The basketball playoffs are over.

The hockey playoffs are done.

But the HGTV season goes on forever.

You can still yell at the television screen while watching TV contractors offer ludicrously low estimates on a full kitchen reno. You can still snort and make faces while bickering on-screen couples search for the perfect home without ever mentioning that crime is their No. 1 neighborhood issue.

Once in a while, you might even see Spokane or Coeur d’Alene.

“Hey, I recognize the street they’re on!”

Ratings don’t lie. Shelter shows rule.

Oh, sure. You can sit back and view passively. You can quietly accept what you see and hear as grout is applied and cabinets are painted.

Or you can watch HGTV and similar channels like a sports fan – interactively.

“C’mon, for the love of … you call that an en suite?”

To each his own, but speaking up might be more fun.

There’s just something satisfying in loudly voicing skepticism about, say, the supposedly spontaneous, unscripted exchanges between a remodeler and a homeowner seemingly unacquainted with load-bearing reality.

“Hey, I got’cher open concept right here.”

And who could deny that it is fun to speculate in a snarky way about where a fresh-faced young couple is getting the dough for their $799,000 offer.

“Midcentury daddy with a checkbook.”

OK, make no mistake. For certain viewers, these shows can be highly entertaining. As has been noted, they almost always deliver happy endings.

I watched one last week featuring a couple looking for a new home in a city where I lived in a previous century. It was fascinating, especially the husband’s arguably amusing preoccupation with having plenty of room for his wine coolers. The pained expressions his wife made were fun.

It made me wonder. What stories could Spokane real estate agents tell? Does every couple have its own version of Mr.

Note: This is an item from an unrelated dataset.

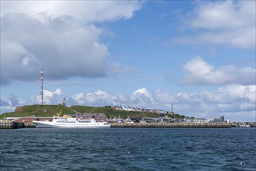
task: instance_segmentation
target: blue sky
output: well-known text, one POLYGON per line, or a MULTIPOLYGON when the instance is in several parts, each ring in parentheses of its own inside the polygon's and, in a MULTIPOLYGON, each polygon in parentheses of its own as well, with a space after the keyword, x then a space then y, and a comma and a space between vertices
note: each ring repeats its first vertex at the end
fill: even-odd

Wine Coolers’ obsession?

Perhaps the HGTV show easiest to boo is the one featuring the couple who had a program where they would flip houses in California for substantial profits. Then they had a highly public breakup. Guns were involved. Perhaps you read about it. Coverage was almost inescapable.

So much for them, right? Nope. The network brought them back. Apparently they had become too big to jettison forever.

Besides, nobody is ashamed of anything anymore.

Their new show’s intro briefly alludes to their troubled history. But mostly it’s the same old, same old.

Except now the temptation for viewers to trash-talk the divorced pair is almost impossible to resist.

You can address the action on the screen from the comfort of your recliner.

“Don’t like her choice for the back-splash tiles, Tarek? Pull your gun on her!”

“Think your ex-husband is asking too much for your latest flip home, Christina? Maybe he has to because the divorce settlement wiped him out.”

“C’mon you two, snipe! Enough already about the plumbing upgrades.”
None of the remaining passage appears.